Father was sitting stony-faced behind a table on which lay a rice-paper accounts book. A brass ink box with a writing brush on top of it sat to the side. He accepted memorial gifts from a steady stream of people—cash or packets of yellow worship paper, a hundred sheets for some, two hundred for others—and entered them into his account book, while the Inspection Station's assistant head, Xiao Han, manning a squat table behind him, stamped the paper with the mark of an ancient copper coin, thus turning the paper into spirit money that could then be burnt for the deceased. Some people brought packets of actual spirit money issued by the ‘Bank of the Underworld’ and displaying the imagined likeness of King Yama, in denominations no smaller than a hundred million RMB. Picking up a billion-yuan note, Xiao Han said with a sigh: ‘Won't bills this big cause inflation down there?’
An old man named Ma Kui, who'd brought a hundred RMB in cash and two packets of worship paper, shook his head. ‘That stuff's almost useless. Only imprinted worship paper counts as money in the underworld.’
‘How do you know that?’ asked Xiao Han. ‘Have you been down there to check it out?’
‘My wife came to me in a dream and said that's considered fake money down there.’ He kicked piles of it on the floor. ‘You need to tell Lao Lan to throw it away. If she takes fake money with her, she'll be arrested as a counterfeiter.’
‘There are police down there?’ Xiao Han asked.
‘Of course there are. They've got everything we've got up here,’ Ma Kui replied confidently.
‘We've got a United Meatpacking Plant and we've got you—how about those?’
‘Don't get smart with me, young fellow. Go see for yourself if you don't believe me.’
‘Going down is the easy part. How do I get back? You'd like to see me dead, you old fart!’
Mother walked in and nodded to Ma Kui. ‘Where are you going, Inspector Han? Are you looking for a promotion?’ Mother picked up the phone before he could respond and dialled a number. ‘Is this the Finance Department? Xiao Qi, This is Yang Yuzhen. Big Four's on his way to see you. Give him five thousand RMB, and don't forget to get a receipt with his thumbprint.’
‘Make it ten thousand, Director Yang,’ Big Four said brazenly. ‘Five won't do it.’
‘Don't get greedy, Big Four,’ Mother said sharply.
‘That's not it.’ He took out his notebook. ‘Five thousand isn't nearly enough. See here. Three thousand for bricks, two thousand for lime, five thousand for lumber…’

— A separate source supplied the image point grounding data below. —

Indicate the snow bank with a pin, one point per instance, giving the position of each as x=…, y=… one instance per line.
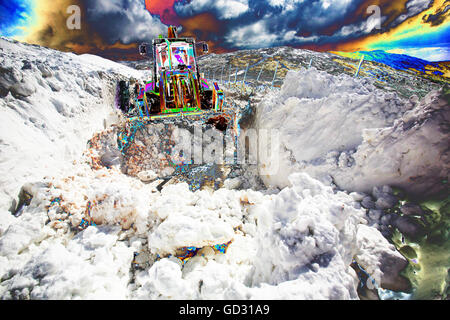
x=342, y=129
x=297, y=244
x=51, y=104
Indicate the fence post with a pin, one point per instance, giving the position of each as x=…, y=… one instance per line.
x=275, y=74
x=245, y=76
x=359, y=66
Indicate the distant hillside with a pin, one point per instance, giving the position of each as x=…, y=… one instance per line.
x=402, y=62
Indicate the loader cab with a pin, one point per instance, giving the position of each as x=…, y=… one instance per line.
x=173, y=54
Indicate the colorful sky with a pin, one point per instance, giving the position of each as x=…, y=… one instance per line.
x=113, y=28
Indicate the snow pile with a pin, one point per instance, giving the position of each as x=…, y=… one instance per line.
x=344, y=130
x=297, y=244
x=51, y=104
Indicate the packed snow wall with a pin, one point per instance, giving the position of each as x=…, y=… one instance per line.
x=52, y=103
x=345, y=131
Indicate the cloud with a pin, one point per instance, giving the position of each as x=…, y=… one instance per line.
x=223, y=9
x=126, y=21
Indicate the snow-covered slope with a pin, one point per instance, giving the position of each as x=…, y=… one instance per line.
x=96, y=232
x=345, y=130
x=52, y=103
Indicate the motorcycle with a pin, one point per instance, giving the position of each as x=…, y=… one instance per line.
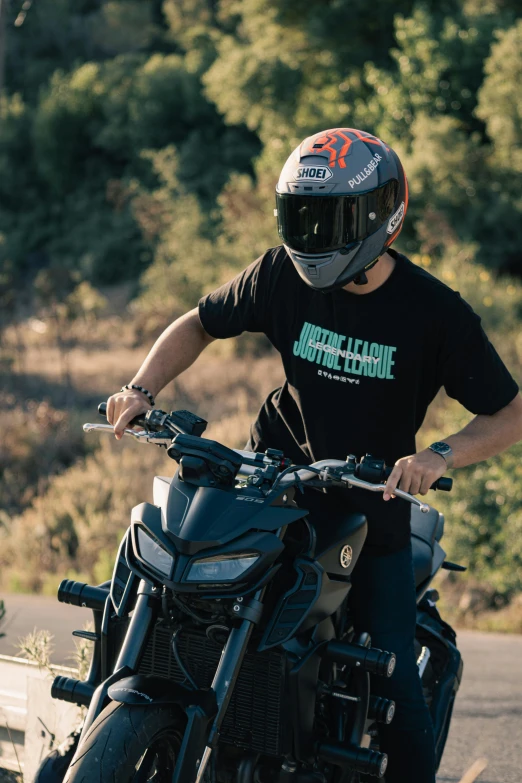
x=223, y=649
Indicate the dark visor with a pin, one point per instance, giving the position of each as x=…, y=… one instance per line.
x=319, y=224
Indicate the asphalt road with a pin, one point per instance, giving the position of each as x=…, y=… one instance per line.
x=488, y=714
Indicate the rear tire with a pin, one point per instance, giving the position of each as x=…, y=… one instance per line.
x=127, y=744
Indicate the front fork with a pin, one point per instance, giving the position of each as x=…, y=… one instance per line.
x=198, y=736
x=201, y=736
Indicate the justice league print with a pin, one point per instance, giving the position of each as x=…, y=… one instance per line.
x=359, y=356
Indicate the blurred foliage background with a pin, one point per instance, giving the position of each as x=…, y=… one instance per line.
x=140, y=142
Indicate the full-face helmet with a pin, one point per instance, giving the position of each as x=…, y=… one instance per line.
x=341, y=201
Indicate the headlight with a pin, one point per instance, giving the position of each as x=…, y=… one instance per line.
x=221, y=568
x=154, y=554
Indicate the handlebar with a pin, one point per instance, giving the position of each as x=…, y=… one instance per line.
x=369, y=474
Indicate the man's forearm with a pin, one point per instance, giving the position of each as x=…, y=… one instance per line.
x=486, y=436
x=173, y=352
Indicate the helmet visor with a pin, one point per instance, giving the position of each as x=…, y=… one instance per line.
x=320, y=224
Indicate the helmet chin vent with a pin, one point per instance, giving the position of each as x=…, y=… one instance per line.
x=306, y=259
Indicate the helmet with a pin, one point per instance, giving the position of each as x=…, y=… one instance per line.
x=341, y=201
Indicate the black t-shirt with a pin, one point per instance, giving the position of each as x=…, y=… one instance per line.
x=361, y=369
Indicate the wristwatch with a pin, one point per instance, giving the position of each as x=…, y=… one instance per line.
x=444, y=450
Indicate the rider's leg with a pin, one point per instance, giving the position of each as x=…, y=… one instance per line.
x=383, y=603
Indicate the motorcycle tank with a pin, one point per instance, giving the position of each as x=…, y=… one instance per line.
x=197, y=518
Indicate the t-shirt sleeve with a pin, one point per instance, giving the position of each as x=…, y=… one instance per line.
x=472, y=371
x=239, y=305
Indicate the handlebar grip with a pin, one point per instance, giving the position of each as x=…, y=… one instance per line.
x=137, y=421
x=444, y=484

‘Five thousand, and that's it,’ Mother cut him off.
Big Four sat down in the doorway. ‘In that case, we'll have to stop work…’

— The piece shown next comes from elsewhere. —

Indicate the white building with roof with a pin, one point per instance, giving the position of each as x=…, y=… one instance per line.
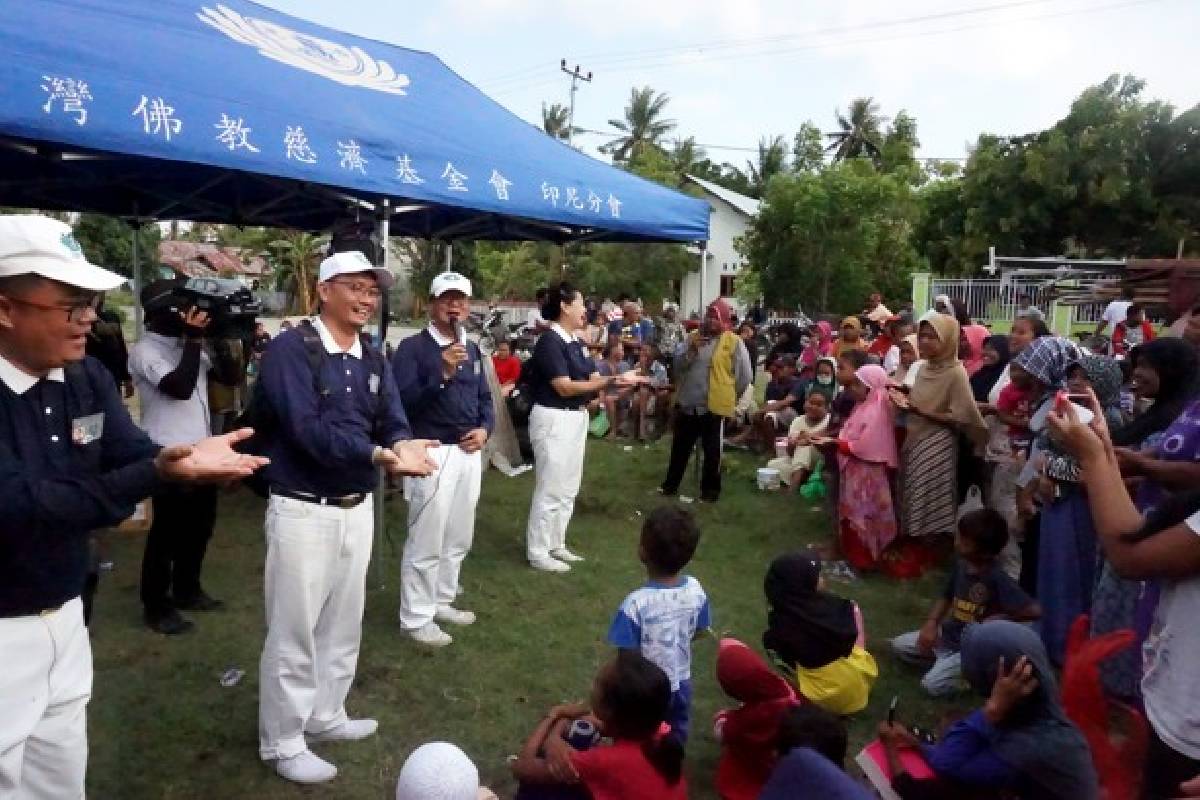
x=730, y=220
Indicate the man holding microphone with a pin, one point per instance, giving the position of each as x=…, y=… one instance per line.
x=71, y=461
x=444, y=389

‘King Yama would tremble if he ran into the likes of you,’ Mother said as she picked up the phone again. ‘Give him eight thousand,’ she said.
‘You're an iron abacus, Director Yang. Make it an even number. After all, it's not your money.’
‘I can't authorize ten thousand precisely because it isn't my money.’
‘Lao Lan knew what he was doing when he hired you.’
‘Get out!’ Mother spat at him. ‘Just the sight of you gives me a headache!’